Cohen também criticou a cumplicidade de bancos, como o Bradesco, que deveriam seguir princípios de vigilância e exigir provas de que os descontos foram autorizados pelos aposentados. Ele destacou que a responsabilidade não recai sobre as vítimas, que muitas vezes não têm meios de provar que não autorizaram as filiações, mas sim sobre as instituições que permitiram os descontos sem verificação.

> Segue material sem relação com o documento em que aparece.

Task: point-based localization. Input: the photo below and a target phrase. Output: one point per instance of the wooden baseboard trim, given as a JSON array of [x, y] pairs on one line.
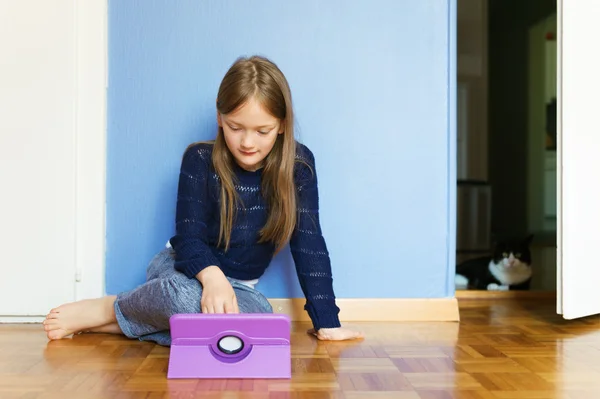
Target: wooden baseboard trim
[[377, 309], [476, 294]]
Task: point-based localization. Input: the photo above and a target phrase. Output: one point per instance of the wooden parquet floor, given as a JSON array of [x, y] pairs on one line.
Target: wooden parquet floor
[[501, 349]]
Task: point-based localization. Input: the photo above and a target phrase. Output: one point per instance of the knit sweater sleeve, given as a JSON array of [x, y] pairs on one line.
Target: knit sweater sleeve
[[309, 249], [192, 253]]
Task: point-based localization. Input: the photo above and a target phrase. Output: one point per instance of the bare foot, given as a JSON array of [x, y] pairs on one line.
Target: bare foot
[[81, 315], [111, 328]]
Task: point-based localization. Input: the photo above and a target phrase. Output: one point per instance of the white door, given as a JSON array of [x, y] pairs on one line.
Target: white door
[[579, 160], [37, 156]]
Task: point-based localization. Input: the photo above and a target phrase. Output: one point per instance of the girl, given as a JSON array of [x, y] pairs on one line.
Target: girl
[[240, 199]]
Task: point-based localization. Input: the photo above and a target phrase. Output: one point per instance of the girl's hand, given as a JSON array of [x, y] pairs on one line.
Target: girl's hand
[[335, 334], [218, 295]]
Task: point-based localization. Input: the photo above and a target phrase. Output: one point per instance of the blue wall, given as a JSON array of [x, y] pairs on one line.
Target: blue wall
[[373, 99]]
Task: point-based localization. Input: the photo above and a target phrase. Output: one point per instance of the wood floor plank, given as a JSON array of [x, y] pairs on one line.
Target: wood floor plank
[[511, 348]]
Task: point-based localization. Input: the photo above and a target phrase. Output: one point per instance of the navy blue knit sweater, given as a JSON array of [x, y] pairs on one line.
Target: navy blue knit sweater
[[197, 230]]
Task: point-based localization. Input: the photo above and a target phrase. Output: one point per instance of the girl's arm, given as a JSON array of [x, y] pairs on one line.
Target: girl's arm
[[312, 258], [192, 253], [309, 249]]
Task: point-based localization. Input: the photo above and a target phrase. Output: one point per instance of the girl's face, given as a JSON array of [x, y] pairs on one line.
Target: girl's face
[[250, 133]]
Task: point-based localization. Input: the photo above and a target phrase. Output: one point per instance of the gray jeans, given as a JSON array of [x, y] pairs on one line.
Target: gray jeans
[[143, 312]]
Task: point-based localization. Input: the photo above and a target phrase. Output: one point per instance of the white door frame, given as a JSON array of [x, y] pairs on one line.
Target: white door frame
[[91, 76]]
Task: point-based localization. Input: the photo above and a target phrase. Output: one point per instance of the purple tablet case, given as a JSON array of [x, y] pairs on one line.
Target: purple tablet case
[[243, 345]]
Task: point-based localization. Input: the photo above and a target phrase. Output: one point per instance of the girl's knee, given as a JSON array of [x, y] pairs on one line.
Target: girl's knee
[[184, 294], [160, 264], [253, 302]]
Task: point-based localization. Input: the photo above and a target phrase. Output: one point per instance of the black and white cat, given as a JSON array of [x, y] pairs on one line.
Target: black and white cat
[[509, 268]]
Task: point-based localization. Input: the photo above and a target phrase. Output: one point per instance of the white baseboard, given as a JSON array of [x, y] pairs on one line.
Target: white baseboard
[[377, 309], [351, 310]]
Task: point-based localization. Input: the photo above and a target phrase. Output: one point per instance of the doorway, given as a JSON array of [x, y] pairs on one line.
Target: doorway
[[506, 160]]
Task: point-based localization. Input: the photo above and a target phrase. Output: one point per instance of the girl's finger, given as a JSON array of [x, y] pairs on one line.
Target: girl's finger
[[236, 308]]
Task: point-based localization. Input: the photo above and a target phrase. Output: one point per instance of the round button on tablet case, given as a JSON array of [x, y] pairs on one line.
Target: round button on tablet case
[[230, 345]]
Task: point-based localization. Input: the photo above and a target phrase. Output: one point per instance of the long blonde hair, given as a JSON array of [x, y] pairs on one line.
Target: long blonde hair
[[259, 78]]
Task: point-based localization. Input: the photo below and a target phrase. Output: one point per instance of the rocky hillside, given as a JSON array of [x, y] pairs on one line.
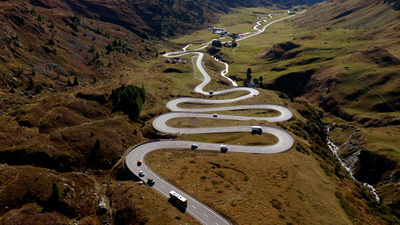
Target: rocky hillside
[[346, 62]]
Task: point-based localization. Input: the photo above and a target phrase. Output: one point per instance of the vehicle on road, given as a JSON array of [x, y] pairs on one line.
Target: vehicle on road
[[178, 198], [150, 182], [256, 130], [224, 148]]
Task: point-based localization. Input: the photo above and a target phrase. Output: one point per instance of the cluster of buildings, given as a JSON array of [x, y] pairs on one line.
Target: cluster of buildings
[[176, 60]]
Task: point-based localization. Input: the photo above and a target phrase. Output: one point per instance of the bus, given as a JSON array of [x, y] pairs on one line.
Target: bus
[[178, 198]]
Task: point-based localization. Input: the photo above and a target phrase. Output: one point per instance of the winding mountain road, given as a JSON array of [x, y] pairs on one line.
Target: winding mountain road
[[198, 210]]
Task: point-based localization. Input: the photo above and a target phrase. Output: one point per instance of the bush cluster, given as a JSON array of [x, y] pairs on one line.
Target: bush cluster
[[128, 99]]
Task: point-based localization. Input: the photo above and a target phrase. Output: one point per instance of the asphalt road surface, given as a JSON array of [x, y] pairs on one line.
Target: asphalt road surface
[[201, 212]]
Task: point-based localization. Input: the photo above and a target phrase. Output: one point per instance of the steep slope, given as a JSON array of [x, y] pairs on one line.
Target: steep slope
[[348, 66]]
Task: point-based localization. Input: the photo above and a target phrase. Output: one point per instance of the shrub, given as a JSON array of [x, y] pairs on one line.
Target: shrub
[[129, 99]]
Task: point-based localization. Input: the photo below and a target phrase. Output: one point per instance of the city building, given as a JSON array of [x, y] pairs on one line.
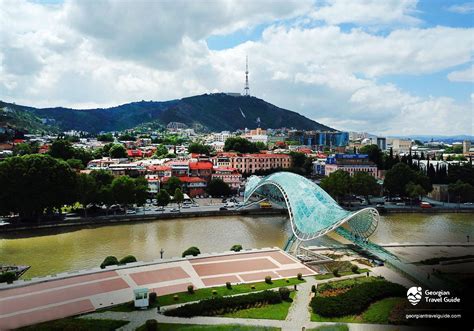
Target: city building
[[399, 146], [352, 163], [230, 176]]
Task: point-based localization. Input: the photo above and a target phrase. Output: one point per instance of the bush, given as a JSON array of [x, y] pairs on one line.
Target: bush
[[128, 259], [109, 260], [268, 279], [236, 248], [151, 325], [193, 250], [7, 277], [284, 293], [223, 305], [356, 299]]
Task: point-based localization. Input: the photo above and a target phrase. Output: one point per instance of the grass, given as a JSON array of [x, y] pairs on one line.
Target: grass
[[271, 312], [345, 273], [379, 312], [206, 293], [196, 327], [77, 324], [336, 327]]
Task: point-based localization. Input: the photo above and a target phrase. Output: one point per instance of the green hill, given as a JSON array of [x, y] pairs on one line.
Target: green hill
[[212, 112]]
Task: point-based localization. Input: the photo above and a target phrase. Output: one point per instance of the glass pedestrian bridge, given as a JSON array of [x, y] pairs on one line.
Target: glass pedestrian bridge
[[312, 211]]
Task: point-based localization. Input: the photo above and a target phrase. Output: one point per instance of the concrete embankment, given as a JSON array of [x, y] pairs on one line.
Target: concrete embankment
[[118, 219]]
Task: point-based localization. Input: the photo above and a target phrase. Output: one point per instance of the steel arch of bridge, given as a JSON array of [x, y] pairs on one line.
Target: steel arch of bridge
[[312, 211]]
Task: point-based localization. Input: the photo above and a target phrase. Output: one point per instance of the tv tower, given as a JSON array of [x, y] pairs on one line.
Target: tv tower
[[246, 88]]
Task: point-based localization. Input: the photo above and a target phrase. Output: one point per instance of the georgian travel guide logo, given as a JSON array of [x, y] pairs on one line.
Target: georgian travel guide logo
[[414, 295]]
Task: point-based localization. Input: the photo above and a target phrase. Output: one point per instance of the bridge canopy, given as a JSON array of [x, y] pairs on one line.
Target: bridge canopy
[[312, 211]]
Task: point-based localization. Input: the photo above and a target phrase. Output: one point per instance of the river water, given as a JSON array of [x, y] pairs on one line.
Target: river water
[[59, 250]]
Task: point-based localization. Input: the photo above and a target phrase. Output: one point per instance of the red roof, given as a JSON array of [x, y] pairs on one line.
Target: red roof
[[159, 168], [134, 153], [201, 165], [186, 179]]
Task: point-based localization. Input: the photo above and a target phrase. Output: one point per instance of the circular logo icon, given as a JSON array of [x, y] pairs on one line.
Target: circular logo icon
[[414, 295]]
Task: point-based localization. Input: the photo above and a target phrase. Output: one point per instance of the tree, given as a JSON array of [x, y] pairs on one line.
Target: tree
[[33, 184], [415, 191], [337, 184], [217, 187], [241, 145], [123, 190], [163, 198], [374, 153], [178, 197], [199, 149], [364, 184], [86, 190], [117, 151], [193, 250], [61, 149], [172, 184]]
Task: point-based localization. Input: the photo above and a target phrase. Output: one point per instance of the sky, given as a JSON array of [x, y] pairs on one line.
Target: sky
[[391, 67]]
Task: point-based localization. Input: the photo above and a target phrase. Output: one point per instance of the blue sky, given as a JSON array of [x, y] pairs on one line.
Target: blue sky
[[387, 67]]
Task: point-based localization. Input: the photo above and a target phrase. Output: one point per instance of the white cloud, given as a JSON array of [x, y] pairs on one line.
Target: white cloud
[[368, 12], [465, 8], [75, 55], [466, 75]]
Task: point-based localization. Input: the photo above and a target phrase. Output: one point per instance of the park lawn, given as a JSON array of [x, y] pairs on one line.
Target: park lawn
[[379, 312], [77, 324], [206, 293], [197, 327], [345, 273], [335, 327], [271, 312]]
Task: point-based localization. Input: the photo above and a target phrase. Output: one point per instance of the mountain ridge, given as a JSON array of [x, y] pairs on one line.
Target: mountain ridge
[[208, 112]]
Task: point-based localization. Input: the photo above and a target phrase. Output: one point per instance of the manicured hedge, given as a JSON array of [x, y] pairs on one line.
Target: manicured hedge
[[356, 300], [222, 305]]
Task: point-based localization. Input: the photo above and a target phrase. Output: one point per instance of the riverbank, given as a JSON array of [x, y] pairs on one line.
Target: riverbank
[[119, 219]]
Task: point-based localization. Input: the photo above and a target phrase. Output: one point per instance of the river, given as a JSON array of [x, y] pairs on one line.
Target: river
[[59, 250]]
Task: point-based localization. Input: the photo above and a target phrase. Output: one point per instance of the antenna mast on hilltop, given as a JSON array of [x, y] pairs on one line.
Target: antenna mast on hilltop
[[246, 88]]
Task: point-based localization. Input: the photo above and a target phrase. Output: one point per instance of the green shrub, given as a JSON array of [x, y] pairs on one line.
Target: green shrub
[[356, 299], [109, 260], [7, 277], [151, 325], [236, 248], [128, 259], [193, 250], [284, 293], [222, 305]]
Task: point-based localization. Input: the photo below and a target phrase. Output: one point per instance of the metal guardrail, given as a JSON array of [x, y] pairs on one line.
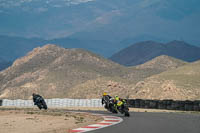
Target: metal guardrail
[[167, 104], [55, 103], [133, 103]]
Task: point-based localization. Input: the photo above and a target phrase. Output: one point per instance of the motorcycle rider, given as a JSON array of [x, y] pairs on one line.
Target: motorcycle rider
[[36, 98], [105, 100], [118, 102]]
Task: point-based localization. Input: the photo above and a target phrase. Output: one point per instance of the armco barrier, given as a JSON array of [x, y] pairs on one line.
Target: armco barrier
[[55, 103], [168, 104]]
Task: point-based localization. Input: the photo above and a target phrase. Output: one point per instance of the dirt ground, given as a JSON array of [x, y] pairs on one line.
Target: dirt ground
[[36, 121]]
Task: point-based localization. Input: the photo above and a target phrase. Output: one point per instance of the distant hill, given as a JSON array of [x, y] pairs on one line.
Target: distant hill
[[52, 71], [181, 84], [142, 52], [12, 47], [56, 72]]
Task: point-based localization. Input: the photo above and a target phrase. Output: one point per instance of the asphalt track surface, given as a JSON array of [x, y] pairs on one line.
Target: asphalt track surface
[[145, 122]]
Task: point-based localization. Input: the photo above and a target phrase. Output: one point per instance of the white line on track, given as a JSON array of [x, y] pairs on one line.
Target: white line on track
[[108, 121]]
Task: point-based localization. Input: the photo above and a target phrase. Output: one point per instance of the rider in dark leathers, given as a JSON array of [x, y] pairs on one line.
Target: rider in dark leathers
[[39, 101], [105, 100]]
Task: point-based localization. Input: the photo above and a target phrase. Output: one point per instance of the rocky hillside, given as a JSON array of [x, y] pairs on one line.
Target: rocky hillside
[[181, 83], [56, 72], [4, 64], [142, 52], [52, 71]]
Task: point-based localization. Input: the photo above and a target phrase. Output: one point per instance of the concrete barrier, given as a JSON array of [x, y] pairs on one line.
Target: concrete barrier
[[55, 102], [168, 104]]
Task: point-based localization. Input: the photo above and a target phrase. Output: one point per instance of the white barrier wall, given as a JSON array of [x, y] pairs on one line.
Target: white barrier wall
[[55, 103]]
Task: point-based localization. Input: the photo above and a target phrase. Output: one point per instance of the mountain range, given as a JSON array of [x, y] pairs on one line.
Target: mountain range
[[142, 52], [12, 48], [106, 20], [56, 72]]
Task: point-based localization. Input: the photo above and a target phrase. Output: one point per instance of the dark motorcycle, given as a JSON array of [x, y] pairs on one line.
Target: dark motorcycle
[[123, 109], [112, 106], [109, 105], [40, 102]]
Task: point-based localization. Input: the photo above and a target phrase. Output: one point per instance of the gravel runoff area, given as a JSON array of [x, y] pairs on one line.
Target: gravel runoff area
[[33, 120]]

Críticas ao INSS e ao sistema
O advogado foi contundente ao criticar a postura do INSS e de autoridades que, segundo ele, sabiam do problema, mas não agiram com a devida rapidez. Ele questionou a alegação de que o INSS está “investigando” a fraude, apontando que o volume de 400 mil pedidos de cancelamento por mês já deveria ser suficiente para identificar o problema. Cohen sugeriu que havia conivência de servidores e autoridades, beneficiados pelos fraudadores, que ele descreveu como “especialistas em comprar pessoas”.
Ele também expressou esperança de que as novas lideranças do INSS atuem para proteger os aposentados, garantindo que o dinheiro deles seja custodiado de forma legítima. Para Cohen, a impunidade de órgãos governamentais e bancos envolvidos no esquema é inaceitável, especialmente considerando a gravidade de roubar aposentados, que muitas vezes dependem exclusivamente de seus benefícios.
O papel da mídia e o futuro da investigação
Cohen encerrou a entrevista reiterando a importância da imprensa, em especial do Metrópoles, para manter a pressão sobre as autoridades e evitar que o caso caia no esquecimento. Ele alertou que, sem a continuidade das denúncias, o esquema pode voltar a operar como sempre fez no Brasil. O advogado se colocou à disposição para continuar colaborando com as investigações e com a imprensa, enfatizando que a luta contra a fraude está longe de acabar.
Fábio, repórter do Metrópoles, complementou a discussão ao abordar a pressão sobre o governo Lula para devolver o dinheiro aos aposentados. Ele mencionou que a ministra do Planejamento, Simone Tebet, já admitiu a possibilidade de usar recursos públicos para cobrir o rombo, o que pode gerar custos para a sociedade. No entanto, Fábio acredita que, no longo prazo, as ações judiciais contra os fraudadores podem recuperar o dinheiro desviado, equilibrando a conta.